Através da monitorização das “câmaras panda” do jardim zoológico 24 horas por dia, sete dias por semana, a equipa pode estar atenta e garantir que a mãe não magoa acidentalmente a cria.

O primogénito de Mei Xiang, Tai Shan, na Bifengxia Panda Base, uma instalação de criação de pandas no sudoeste da China, em 2010.

Fotografia de Imaginechina/AP

As instalações de reprodução em cativeiro têm microfones de gravação altamente sensíveis, portanto, se ouvirem algo de errado, as equipas intervêm.

Os veterinários do zoo também se certificam de que a cria se alimenta bem e que recebe leite suficiente. As crias de panda podem necessitar de amamentação durante oito a nove meses.

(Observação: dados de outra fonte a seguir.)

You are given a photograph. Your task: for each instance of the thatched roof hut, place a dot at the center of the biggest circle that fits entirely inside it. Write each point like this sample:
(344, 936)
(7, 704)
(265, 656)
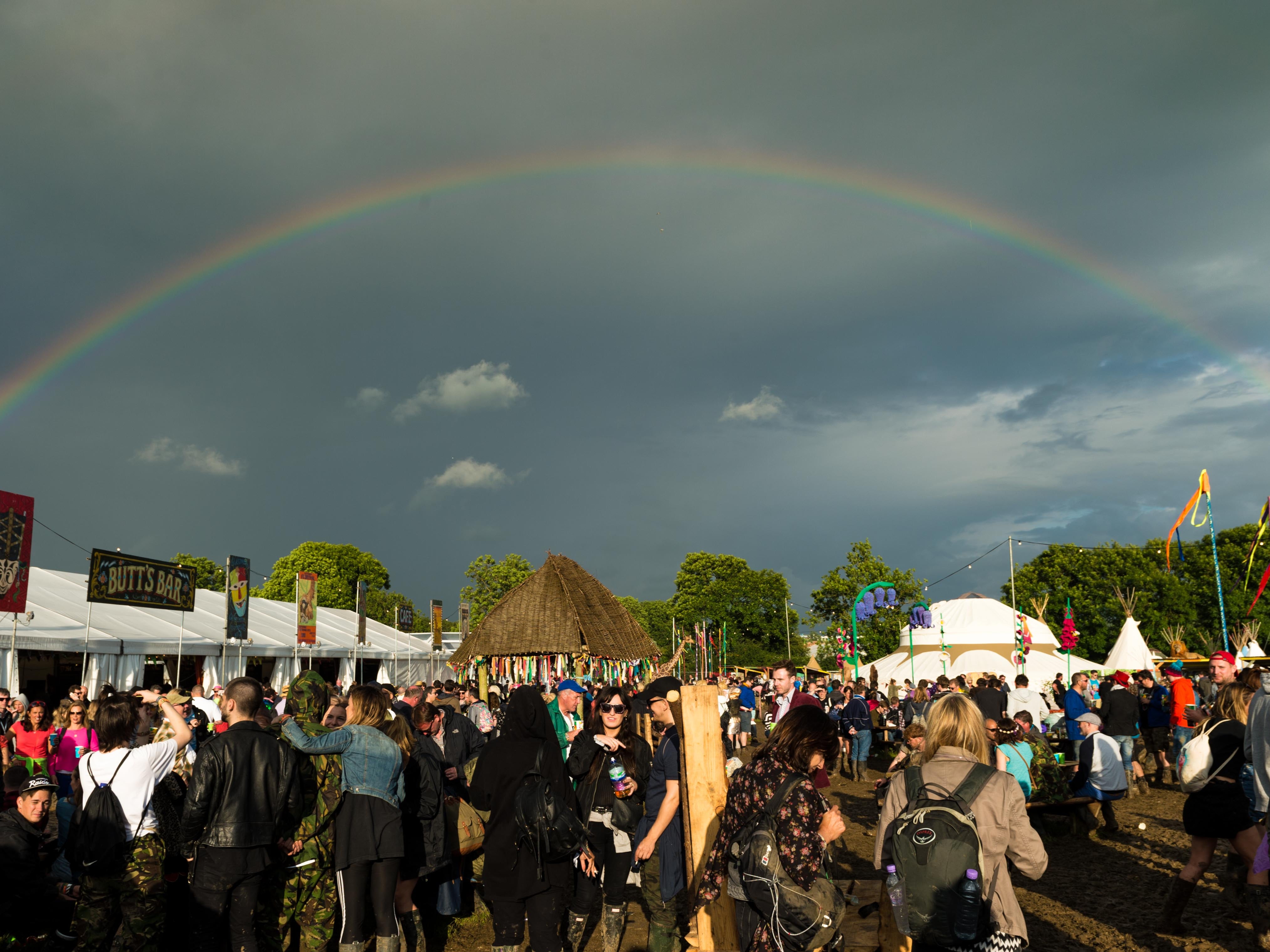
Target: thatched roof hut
(559, 610)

À medida que a cria fica mais velha, os veterinários podem fornecer comida suplementar, caso esta se esteja a desenvolver muito lentamente.

“Uma grande parte da ciência passa pela observação”, disse Marc, e a equipa do zoo aprendeu muito a observar como as mães panda cuidam das suas crias.

Por exemplo, os cientistas descobriram que as mães lambem a barriga das suas crias para as ajudar a limpar resíduos, dado que os músculos dos jovens pandas são muito fracos para fazerem isso sozinhos.

“Os cientistas descobriram que era muito importante ajudar os pandas a limparem os resíduos, e agora há uma técnica que aprenderam para ajudar as crias.”

4. Os pandas não têm habitat suficiente.
Embora os pandas-gigantes consigam prosperar em cativeiro, na natureza o cenário é mais sombrio. Possivelmente, apenas 1.600 pandas-gigantes ainda vagueiam pelas florestas montanhosas da China central, em grande parte devido à fragmentação do seu habitat provocado pelo desenvolvimento humano.

“Tal como a ciência deu origem a avanços na criação e no cuidado de pandas em cativeiro, agora também temos investigações científicas sólidas que mostram que a restauração do habitat florestal é viável”, disse Marc.

Com esse objetivo em mente, há esforços a decorrer para cultivar plantas e árvores nativas na Reserva Natural de Wolong, para restaurar florestas e o habitat dos pandas para o futuro. Estão também em andamento esforços para criar um novo parque nacional para os pandas, com o objetivo de ligar várias reservas existentes de pandas e áreas protegidas.
 

Este artigo foi publicado originalmente em inglês no site nationalgeographic.com.